Argentina’s Macri faces growing discontent amid economic woes


Marcelo Camargo | Agência Brasil via Flickr

Argentina's president, Mauricio Macri, is received in Brazil on Feb. 7, 2017. The Argentine peso closed at an all-time low April 26 amid an economic crisis spurred on by inflation and high unemployment.

With the economy in shambles and a $56 billion credit line from the International Monetary Fund, the Argentine peso closed at an all-time low April 26 at 45.95 to the dollar. The volatility of the economy brings various social and humanitarian implications, and President Mauricio Macri is feeling the pressure.

According to the Argentine Social Debt Observatory of the Catholic University of Argentina (ODSA-UCA), almost a third of the population has fallen below the poverty line. This leaves plenty of citizens lacking basic necessities such as food, shelter and access to health care.

Daniel Galleano, a native Argentine from the country’s capital of Buenos Aires now living in Chicago, is able to see from a distance the impact the inflation of the Argentine peso has had on friends and family back home. A family friend of Galleano was diagnosed with breast cancer and struggles to afford the medication she needs to survive.

“The price of the medicine is fixed in dollars and is very expensive,” Galleano said. “I give money to her, some people of my family give money to her, but it’s not enough to cover everything.”

Argentina hasn’t seen such economic disparity since the crisis of 2001 when the country defaulted on an $85 billion debt which resulted in the unemployment rate rising to a peak of 22.5 percent and the urban poverty rate to reach a staggering 57.5 percent. Thousands took to the streets in December of that year, rioting and looting; then-President Fernando de la Rúa declared a state of siege.

Today, many concerned and at-risk citizens are also taking to the streets to protest rising poverty and a high unemployment rate that’s being exacerbated by the double-digit inflation. In response, Macri has been implementing austerity measures by reducing government spending and raising taxes.

Carolina Sternberg, chair of DePaul’s Latin American and Latino Studies program and native Argentine, said the current economic woes in Argentina can be traced back to the beginning of Macri’s administration in 2015.
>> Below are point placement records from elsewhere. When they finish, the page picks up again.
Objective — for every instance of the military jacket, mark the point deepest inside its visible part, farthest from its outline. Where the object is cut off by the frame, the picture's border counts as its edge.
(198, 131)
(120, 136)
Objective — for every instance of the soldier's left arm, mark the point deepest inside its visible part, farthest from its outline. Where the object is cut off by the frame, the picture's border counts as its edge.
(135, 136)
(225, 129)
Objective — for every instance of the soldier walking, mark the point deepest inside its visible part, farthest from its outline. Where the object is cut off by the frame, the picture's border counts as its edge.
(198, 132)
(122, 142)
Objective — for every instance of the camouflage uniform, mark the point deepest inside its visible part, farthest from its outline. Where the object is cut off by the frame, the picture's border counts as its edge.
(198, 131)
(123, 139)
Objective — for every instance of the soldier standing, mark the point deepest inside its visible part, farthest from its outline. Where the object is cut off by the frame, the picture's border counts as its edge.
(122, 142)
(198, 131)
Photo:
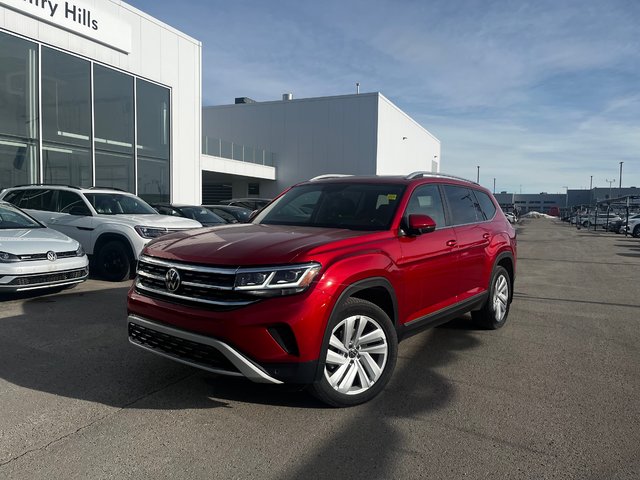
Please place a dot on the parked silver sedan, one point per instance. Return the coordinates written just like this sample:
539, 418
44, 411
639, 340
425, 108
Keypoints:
33, 256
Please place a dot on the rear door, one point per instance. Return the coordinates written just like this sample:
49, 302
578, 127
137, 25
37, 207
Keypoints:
473, 235
429, 261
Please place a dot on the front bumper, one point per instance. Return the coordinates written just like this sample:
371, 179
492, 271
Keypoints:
193, 349
38, 275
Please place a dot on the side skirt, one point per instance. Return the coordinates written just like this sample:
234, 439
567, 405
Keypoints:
442, 316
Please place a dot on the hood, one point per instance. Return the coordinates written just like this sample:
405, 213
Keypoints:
154, 220
246, 244
26, 241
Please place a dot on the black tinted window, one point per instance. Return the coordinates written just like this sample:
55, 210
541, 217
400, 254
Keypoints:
37, 199
463, 205
487, 206
426, 200
356, 206
70, 200
13, 197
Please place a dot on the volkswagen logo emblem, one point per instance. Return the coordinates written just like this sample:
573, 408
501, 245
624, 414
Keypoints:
172, 280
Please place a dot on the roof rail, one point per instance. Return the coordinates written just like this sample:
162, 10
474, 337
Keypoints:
45, 185
98, 187
420, 174
330, 175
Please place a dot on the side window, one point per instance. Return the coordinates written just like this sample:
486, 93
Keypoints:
426, 200
463, 205
37, 199
487, 206
69, 200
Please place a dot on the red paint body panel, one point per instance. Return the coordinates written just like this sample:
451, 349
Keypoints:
426, 273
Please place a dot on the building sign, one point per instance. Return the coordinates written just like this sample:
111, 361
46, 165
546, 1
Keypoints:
78, 17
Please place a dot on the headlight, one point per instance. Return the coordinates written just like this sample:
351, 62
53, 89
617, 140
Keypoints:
276, 281
150, 232
6, 257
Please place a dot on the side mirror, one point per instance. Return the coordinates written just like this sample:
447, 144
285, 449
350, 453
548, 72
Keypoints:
419, 224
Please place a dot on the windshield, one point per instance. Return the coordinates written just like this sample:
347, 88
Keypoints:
355, 206
117, 203
13, 218
201, 214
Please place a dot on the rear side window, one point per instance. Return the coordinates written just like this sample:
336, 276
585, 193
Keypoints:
463, 205
37, 199
70, 200
487, 206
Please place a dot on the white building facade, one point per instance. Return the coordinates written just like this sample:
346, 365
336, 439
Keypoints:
260, 148
96, 92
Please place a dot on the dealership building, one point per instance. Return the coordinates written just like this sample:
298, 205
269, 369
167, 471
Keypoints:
96, 92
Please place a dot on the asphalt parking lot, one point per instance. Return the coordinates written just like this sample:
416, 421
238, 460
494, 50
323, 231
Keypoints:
554, 394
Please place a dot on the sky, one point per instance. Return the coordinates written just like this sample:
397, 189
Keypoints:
541, 95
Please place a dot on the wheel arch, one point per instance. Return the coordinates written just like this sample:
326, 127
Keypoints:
376, 290
507, 261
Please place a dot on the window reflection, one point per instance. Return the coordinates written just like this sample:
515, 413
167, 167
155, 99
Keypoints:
19, 111
114, 123
66, 119
153, 141
84, 142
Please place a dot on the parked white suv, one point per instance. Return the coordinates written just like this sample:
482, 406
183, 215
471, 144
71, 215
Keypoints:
111, 225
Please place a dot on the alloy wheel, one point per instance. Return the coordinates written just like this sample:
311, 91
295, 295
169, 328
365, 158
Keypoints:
357, 355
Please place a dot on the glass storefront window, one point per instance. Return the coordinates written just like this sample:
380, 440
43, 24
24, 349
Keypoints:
89, 131
66, 99
153, 120
19, 111
66, 165
114, 128
153, 146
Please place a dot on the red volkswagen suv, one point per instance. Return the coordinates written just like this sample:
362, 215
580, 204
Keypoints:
326, 280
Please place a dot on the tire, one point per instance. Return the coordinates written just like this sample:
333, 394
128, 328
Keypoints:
359, 354
114, 261
495, 310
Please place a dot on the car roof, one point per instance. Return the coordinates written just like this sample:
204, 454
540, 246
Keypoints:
96, 189
393, 179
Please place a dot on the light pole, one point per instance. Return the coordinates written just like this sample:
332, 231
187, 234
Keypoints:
610, 182
620, 178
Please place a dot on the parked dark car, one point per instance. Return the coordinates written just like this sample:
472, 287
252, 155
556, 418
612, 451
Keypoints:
250, 203
205, 216
231, 213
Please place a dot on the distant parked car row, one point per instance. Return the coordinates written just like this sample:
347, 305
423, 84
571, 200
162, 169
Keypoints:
611, 222
46, 230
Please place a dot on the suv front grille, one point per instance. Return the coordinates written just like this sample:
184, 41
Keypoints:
198, 285
43, 256
49, 278
190, 352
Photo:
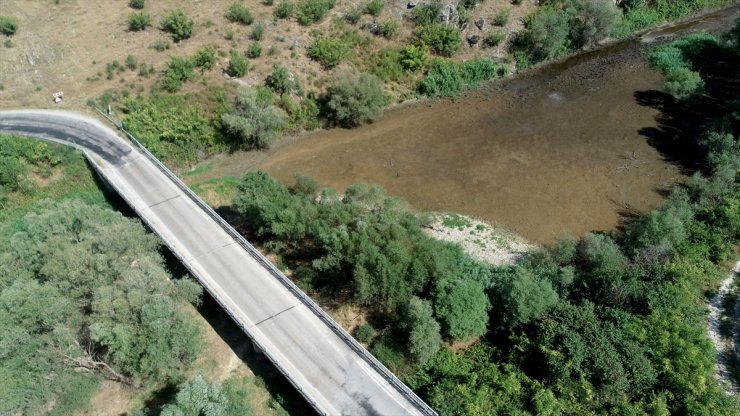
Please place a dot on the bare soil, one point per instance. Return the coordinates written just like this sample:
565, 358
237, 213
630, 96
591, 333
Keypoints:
559, 151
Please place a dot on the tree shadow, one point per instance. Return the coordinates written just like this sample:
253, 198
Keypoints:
279, 388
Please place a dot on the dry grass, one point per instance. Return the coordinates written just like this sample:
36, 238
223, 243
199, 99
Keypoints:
61, 46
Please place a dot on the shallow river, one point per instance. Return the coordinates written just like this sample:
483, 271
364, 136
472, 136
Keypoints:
562, 150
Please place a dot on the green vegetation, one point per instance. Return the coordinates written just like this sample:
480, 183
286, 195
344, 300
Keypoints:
176, 128
255, 121
58, 311
612, 323
8, 25
139, 21
239, 13
447, 78
257, 31
281, 80
442, 39
354, 98
311, 11
179, 70
676, 61
254, 50
374, 7
388, 29
283, 10
330, 52
178, 24
238, 65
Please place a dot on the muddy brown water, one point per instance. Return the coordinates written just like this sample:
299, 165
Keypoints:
554, 152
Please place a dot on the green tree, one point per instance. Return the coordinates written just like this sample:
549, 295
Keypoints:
255, 122
424, 339
442, 39
525, 298
592, 20
462, 306
177, 23
198, 397
354, 98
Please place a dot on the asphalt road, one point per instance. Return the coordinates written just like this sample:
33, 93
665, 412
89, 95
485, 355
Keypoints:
325, 369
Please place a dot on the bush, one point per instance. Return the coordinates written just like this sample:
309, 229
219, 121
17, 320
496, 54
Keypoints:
8, 25
281, 80
139, 21
238, 65
161, 45
204, 57
254, 50
413, 58
374, 7
442, 39
283, 10
178, 24
501, 18
257, 31
178, 71
328, 51
239, 13
131, 62
494, 38
255, 121
311, 11
388, 29
427, 14
450, 78
365, 333
354, 98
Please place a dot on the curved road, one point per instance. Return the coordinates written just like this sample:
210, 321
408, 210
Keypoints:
330, 371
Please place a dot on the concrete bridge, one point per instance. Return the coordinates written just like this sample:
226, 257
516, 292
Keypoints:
327, 366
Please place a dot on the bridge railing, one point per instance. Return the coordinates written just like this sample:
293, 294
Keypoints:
297, 292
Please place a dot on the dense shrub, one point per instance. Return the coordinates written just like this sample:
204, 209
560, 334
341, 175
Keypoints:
178, 24
8, 25
354, 98
414, 58
283, 10
238, 65
442, 39
139, 21
254, 50
374, 7
255, 122
178, 71
330, 52
311, 11
449, 78
388, 29
239, 13
281, 80
427, 13
257, 31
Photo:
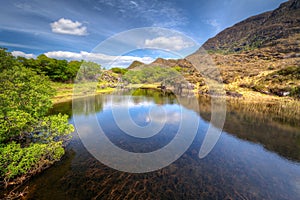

“The budget he had for national research is in critical conditions now,” Sternberg said. “As a consequence of that, we are now experiencing a ‘brain drain’ [in Argentina] and a lot of people are looking for positions as researchers and scholars elsewhere.”

Public education has also been slashed by more than 50 percent, and the central bank has set a 60 percent interest rate, according to Sternberg.

In addition, a lot of jobs and businesses are currently at risk because there simply isn’t a demand to keep up with the supply and there is no stability in the market. The lack of money in circulation is also a contributing factor.

United States expat Dave Floerky owns two bars in Buenos Aires and said the poor economy is taking its toll.

“Businesses are closing everywhere as the current economic situation is rough,” he said. “Nobody has any money to spend going out during the week; fortunately for us, they still go out on weekends.”

“We should be able to weather the storm,” he added.

Analysts say the current state of the Argentine economy will be a key issue in the upcoming October presidential elections. While former president Cristina Fernández de Kirchner was expected to run against Macri, she announced on Saturday that she will instead be a vice presidential candidate alongside her former chief of staff, Alberto Fernández.

In a roughly 13-minute long video posted on social media, Kirchner references anxiety over the ability of Argentines to keep their jobs, the rising cost of living, high taxes and “an obscene financial gamble of astronomical interest rates and increasing borrowed dollars.”